Search code examples
pythonc++floating-pointdouble

convert python float to 32 bit object


I'm trying to use python to investigate the effect of C++ truncating doubles to floats.

In C++ I have relativistic energies and momenta which are cast to floats, and I'm trying to work out whether at these energies saving them as doubles would actually result in any improved precision in the difference between energy and momentum.

I chose python because it seemed like a quick and easy way to look at this with some test energies, but now I realise that the difference between C++ 32 bit floats and 64 bit doubles isn't reflect in python.

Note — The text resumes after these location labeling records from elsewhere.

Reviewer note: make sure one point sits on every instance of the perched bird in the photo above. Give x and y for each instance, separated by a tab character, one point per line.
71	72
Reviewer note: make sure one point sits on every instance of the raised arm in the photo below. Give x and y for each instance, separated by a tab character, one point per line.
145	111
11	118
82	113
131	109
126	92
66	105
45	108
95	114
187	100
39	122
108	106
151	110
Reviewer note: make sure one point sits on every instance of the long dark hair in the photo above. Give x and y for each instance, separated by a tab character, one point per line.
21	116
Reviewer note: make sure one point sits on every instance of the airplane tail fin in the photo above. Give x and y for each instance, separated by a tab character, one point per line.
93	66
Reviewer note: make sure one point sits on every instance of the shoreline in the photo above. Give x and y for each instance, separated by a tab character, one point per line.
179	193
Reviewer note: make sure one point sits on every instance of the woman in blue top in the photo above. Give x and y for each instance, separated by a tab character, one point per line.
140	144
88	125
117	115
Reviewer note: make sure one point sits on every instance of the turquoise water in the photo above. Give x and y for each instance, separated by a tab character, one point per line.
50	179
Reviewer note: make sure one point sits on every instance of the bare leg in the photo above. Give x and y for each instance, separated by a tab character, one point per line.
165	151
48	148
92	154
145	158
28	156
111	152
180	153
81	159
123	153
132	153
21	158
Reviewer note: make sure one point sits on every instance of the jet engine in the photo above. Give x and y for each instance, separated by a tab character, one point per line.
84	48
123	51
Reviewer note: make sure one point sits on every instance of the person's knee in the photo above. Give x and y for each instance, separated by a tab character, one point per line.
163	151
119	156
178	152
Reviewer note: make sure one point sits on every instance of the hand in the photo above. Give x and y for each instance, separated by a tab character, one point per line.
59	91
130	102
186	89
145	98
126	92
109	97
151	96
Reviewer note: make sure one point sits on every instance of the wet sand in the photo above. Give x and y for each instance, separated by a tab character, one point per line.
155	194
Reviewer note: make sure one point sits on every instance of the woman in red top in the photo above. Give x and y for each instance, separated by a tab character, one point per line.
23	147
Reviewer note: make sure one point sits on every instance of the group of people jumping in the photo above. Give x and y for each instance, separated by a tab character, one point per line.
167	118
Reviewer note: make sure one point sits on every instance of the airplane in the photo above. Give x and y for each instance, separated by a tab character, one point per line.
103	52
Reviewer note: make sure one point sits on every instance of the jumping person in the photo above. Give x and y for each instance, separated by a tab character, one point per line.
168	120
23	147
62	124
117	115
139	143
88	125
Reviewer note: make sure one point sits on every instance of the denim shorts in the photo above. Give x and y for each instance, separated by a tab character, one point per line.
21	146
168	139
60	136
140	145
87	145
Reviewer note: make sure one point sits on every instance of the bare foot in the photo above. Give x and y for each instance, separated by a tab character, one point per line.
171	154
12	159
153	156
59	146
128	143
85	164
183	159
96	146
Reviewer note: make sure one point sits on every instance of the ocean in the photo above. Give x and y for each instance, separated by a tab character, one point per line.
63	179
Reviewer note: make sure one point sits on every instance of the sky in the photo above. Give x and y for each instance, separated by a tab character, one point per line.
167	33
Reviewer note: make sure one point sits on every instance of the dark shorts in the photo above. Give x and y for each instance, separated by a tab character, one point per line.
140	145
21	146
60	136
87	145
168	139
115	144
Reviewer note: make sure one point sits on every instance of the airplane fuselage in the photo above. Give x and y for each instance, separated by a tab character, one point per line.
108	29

I haven't yet found a simple way of taking a number and reducing the number of bits used to store it in python. Please can someone enlighten me?


Solution

  • I'd suggest using Numpy as well. It exposes various data types including C style floats and doubles.

    Other useful tools are the C++17 style hex encoding and the decimal module for getting accurate decimal expansions.

    For example:

    import numpy as np
    from decimal import Decimal
    
    for ftype in (np.float32, np.float64):
        v = np.exp(ftype(1))
        pyf = float(v)
        print(f"{v.dtype} {v:20} {pyf.hex()} {Decimal(pyf)}")
    

    giving

    float32   2.7182819843292236 0x1.5bf0aa0000000p+1 2.7182819843292236328125
    float64    2.718281828459045 0x1.5bf0a8b145769p+1 2.718281828459045090795598298427648842334747314453125
    

    Unfortunately the hex-encoding is a bit verbose for float32s (i.e. the zeros are redundant), and the decimal module doesn't know about Numpy floats, so you need to convert it to a Python-native float first. But given that binary32's can be directly converted to binary64's this doesn't seem too bad.

    Just thought, that it sounds like you might want these written out to a file. If so, Numpy scalars (and ndarrays) support the buffer protocol, which means you can just write them out or use bytes(v) to get the underlying bytes.